On Sunday, the rebels entered the city of Al-Hazm, the provincial capital bordering the Saudi border, after weeks of battles with government forces backed by a military coalition led by Riyadh.
Analysts said the rebels ’control of the capital, Jawf, could help the Houthis achieve a major breakthrough in the conflict, which since its inception nearly five years ago has killed and injured tens of thousands of civilians and displaced millions of people from their homes.
The United Nations Office for Humanitarian Affairs said in a statement on Tuesday that 2,100 Yemeni families were displaced from Al-Jawf Governorate and arrived in the neighboring Marib Governorate on Sunday and Monday following the rebels’ control of Al-Hazm city.
The rebels were already controlling large parts of Al-Jawf governorate, but its capital, which is about 150 km south of the border with Saudi Arabia, was still under the control of government forces.
Yemen has been witnessing a war since 2014 between the Iranian-backed Houthi rebels and forces loyal to the government of President Abd Rabbuh Mansur Hadi. Fighting intensified in March 2015, with Saudi Arabia leading a military alliance in support of government forces.

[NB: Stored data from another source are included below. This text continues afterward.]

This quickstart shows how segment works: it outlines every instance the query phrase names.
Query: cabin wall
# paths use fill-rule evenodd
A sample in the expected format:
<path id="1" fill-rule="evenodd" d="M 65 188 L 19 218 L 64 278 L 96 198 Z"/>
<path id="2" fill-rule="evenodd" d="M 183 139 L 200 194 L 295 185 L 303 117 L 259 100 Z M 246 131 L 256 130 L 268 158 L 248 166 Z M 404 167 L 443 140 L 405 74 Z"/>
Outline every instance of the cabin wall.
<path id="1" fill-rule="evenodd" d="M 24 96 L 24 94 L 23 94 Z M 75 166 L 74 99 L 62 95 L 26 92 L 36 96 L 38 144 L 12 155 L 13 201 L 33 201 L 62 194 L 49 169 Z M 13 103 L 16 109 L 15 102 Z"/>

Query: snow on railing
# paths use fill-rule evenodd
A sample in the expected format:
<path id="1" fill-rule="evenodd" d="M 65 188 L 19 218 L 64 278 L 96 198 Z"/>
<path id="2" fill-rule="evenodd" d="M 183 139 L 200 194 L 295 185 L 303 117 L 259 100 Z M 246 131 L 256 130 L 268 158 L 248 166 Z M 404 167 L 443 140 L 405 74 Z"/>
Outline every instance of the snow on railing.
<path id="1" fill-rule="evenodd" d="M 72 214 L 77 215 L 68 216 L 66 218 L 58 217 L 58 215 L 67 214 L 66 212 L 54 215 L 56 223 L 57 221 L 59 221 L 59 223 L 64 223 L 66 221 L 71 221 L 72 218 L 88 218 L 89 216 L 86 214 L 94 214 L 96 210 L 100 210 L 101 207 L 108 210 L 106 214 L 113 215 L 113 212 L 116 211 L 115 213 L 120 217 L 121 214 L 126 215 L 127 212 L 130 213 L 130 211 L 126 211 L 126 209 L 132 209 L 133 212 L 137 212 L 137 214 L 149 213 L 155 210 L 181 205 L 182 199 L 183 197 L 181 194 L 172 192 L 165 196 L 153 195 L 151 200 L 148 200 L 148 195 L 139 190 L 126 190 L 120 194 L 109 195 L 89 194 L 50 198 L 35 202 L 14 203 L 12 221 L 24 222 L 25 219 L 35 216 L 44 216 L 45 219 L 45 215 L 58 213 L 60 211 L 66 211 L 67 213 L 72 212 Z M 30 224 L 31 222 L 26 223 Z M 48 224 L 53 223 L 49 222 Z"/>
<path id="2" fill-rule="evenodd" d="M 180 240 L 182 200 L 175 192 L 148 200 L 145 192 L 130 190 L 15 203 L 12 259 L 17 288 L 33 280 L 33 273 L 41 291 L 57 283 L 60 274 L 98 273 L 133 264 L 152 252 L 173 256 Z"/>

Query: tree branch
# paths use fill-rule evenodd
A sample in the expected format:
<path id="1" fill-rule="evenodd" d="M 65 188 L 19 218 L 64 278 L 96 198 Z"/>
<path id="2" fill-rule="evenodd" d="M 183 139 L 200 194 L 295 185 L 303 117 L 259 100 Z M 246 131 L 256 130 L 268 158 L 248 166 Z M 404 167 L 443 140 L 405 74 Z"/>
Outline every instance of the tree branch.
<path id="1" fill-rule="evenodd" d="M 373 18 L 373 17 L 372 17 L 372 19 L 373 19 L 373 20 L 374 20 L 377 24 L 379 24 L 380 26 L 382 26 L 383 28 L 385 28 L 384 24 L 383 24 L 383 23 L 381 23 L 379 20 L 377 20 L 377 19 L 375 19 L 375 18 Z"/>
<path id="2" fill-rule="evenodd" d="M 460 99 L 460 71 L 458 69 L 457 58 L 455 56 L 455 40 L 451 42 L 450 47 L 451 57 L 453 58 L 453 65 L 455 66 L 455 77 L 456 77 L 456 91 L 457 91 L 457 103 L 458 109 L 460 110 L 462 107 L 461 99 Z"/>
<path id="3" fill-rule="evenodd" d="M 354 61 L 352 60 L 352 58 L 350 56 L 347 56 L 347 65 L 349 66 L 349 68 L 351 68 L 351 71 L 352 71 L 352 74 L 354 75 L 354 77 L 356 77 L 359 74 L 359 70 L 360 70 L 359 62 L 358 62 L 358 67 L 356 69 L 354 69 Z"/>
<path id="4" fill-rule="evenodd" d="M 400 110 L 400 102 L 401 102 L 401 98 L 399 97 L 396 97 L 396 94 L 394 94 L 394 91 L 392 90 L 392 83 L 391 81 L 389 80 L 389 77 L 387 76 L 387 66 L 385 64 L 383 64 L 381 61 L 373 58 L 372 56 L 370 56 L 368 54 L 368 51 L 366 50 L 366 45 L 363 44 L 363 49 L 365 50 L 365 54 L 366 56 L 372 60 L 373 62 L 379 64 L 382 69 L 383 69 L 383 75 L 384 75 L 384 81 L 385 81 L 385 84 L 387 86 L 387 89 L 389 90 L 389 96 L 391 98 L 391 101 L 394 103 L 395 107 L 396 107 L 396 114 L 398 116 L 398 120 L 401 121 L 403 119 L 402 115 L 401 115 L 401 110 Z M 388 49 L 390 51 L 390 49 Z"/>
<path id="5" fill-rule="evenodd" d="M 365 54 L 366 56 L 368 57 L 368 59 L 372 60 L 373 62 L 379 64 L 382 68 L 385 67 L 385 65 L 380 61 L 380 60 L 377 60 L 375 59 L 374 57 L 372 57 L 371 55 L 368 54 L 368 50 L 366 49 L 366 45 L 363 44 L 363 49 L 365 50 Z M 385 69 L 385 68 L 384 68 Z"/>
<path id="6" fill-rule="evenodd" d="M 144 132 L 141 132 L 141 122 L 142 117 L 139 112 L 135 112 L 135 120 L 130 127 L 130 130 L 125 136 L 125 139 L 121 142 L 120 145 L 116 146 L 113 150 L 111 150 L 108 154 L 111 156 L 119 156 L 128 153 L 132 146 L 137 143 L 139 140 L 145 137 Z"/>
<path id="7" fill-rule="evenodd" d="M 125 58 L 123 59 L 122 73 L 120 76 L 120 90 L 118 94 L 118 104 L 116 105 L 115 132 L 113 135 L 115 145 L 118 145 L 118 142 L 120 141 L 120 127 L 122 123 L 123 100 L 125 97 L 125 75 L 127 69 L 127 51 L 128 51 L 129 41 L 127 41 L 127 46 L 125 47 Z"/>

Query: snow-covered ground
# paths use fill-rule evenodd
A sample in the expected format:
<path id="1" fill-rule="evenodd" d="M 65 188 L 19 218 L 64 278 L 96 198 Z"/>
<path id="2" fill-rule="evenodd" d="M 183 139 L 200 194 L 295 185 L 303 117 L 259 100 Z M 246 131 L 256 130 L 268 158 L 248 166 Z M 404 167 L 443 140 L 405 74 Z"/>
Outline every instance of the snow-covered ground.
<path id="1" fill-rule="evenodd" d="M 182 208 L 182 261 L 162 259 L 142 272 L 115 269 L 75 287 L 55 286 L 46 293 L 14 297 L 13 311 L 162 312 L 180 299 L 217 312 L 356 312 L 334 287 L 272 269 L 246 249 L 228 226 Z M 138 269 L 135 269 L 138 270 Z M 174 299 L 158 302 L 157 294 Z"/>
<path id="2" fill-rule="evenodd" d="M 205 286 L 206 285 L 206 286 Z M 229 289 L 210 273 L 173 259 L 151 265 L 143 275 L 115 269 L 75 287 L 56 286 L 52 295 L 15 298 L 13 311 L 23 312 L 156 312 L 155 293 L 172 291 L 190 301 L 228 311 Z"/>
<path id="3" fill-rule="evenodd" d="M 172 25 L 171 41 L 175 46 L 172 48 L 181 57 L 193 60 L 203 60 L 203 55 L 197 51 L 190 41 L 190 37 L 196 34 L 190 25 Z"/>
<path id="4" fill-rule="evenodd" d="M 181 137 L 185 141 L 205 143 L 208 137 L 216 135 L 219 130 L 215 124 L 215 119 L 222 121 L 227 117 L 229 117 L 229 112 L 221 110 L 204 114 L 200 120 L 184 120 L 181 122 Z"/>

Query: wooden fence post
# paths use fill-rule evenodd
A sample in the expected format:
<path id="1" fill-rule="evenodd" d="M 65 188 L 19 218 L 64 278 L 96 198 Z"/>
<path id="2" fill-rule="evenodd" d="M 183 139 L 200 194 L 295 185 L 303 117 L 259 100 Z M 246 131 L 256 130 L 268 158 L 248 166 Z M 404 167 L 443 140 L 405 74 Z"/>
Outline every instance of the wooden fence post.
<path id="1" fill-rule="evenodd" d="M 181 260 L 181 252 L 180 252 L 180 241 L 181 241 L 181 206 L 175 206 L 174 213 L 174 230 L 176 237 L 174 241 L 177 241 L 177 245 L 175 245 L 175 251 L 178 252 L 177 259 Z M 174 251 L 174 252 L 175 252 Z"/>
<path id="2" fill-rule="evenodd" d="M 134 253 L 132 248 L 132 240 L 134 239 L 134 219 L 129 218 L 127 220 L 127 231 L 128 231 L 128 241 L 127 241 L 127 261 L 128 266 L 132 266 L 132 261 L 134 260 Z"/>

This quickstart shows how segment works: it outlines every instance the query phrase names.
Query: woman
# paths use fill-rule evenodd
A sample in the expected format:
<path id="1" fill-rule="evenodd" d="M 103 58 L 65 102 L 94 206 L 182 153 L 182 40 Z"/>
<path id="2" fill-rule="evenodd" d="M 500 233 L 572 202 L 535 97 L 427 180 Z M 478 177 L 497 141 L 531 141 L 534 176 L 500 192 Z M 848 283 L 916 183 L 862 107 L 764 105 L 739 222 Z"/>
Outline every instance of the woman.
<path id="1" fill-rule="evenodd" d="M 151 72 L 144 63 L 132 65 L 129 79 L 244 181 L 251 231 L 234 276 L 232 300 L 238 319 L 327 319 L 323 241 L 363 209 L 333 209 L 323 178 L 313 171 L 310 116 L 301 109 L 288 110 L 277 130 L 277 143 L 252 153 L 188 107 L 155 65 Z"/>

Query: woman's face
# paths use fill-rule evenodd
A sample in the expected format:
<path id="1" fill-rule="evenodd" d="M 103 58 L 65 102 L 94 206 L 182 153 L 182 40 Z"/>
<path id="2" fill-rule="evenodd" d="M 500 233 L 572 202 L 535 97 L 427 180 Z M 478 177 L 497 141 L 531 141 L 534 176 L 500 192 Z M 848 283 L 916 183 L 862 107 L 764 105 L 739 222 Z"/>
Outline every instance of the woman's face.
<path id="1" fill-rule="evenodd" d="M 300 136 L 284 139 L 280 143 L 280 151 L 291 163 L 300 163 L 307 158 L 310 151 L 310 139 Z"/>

Last February, the United Nations Children’s Fund (UNICEF) announced that 19 children and 12 other civilians were killed during an air strike in a rebel-held area in Jouf, most likely by Saudi-led coalition aircraft.
The raids occurred the day after the crash of a coalition fighter plane in a nearby area in Al-Jouf.
There are 3.3 million displaced people in Yemen, while 24.1 million people, or more than two-thirds of the population, need humanitarian assistance, according to the United Nations, which describes the humanitarian crisis in Yemen as the worst in the world today.